Hi. I am thinking of including either sentence 1 or 2 or 3 in a law personal statement. Can someone suggest which sentence sounds better? Thanks
***SENTENCE 1
"While working towards my LLB degree at the University of Leicester, I learned relevant legal reasoning skills that have helped me to solve legal problems."
***SENTENCE 2
"While working towards my LLB degree at the University of Leicester, I learned relevant legal reasoning skills that have improved my ability to solve legal problems."
***SENTENCE 3
"While working towards my LLB degree at the University of Leicester, I learned relevant legal reasoning skills which improved my ability to solve legal problems."
Copyright © 2024 Q2A.MX - All rights reserved.
Answers & Comments
Verified answer
Sentence 3 is superior, in my opinion. It doesn't use passive voice and relates to your ability not past actions.
I agree with Anon. But I have a further comment: if you are applying to the University of Leicester, I assume you are in the UK. In correct British English the word 'towards' is not considered top class. Try 'toward'.

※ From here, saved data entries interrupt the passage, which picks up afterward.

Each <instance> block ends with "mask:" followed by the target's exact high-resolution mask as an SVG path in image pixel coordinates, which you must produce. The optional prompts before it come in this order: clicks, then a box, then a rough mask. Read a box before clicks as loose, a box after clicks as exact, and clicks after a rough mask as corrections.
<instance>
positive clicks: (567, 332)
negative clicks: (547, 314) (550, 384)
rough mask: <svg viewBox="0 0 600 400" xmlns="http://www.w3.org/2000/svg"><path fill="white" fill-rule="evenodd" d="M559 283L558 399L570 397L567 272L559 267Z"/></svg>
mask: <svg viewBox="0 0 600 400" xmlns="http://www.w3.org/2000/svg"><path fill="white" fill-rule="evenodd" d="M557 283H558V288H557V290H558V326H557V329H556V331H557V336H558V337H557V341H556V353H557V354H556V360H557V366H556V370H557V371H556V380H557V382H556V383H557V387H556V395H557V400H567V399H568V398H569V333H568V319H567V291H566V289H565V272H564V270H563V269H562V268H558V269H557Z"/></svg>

Sentence 2. "Improved" sounds better than "helped" and "which improved" only makes sense if "skills" is singular. It should be "which have improved" in sentence 3. If it wasn't for that, however, then sentence 3 would be superior.
3.
but change legal skills, legal problems. same word in the same sentance like that doesnt sounds all that great.
I am thinking of the third sentence would sound the best
But thats just my opinion
I'd go with Sentence 2. 'That' is the qualifier.
unquestionably, you somewhat need to sell your self! attempt this one: whilst earning my LLB degree on the college of Leicester, I stepped forward important criminal reasoning skills that have enabled me to effectively meet my purchasers' criminal needs.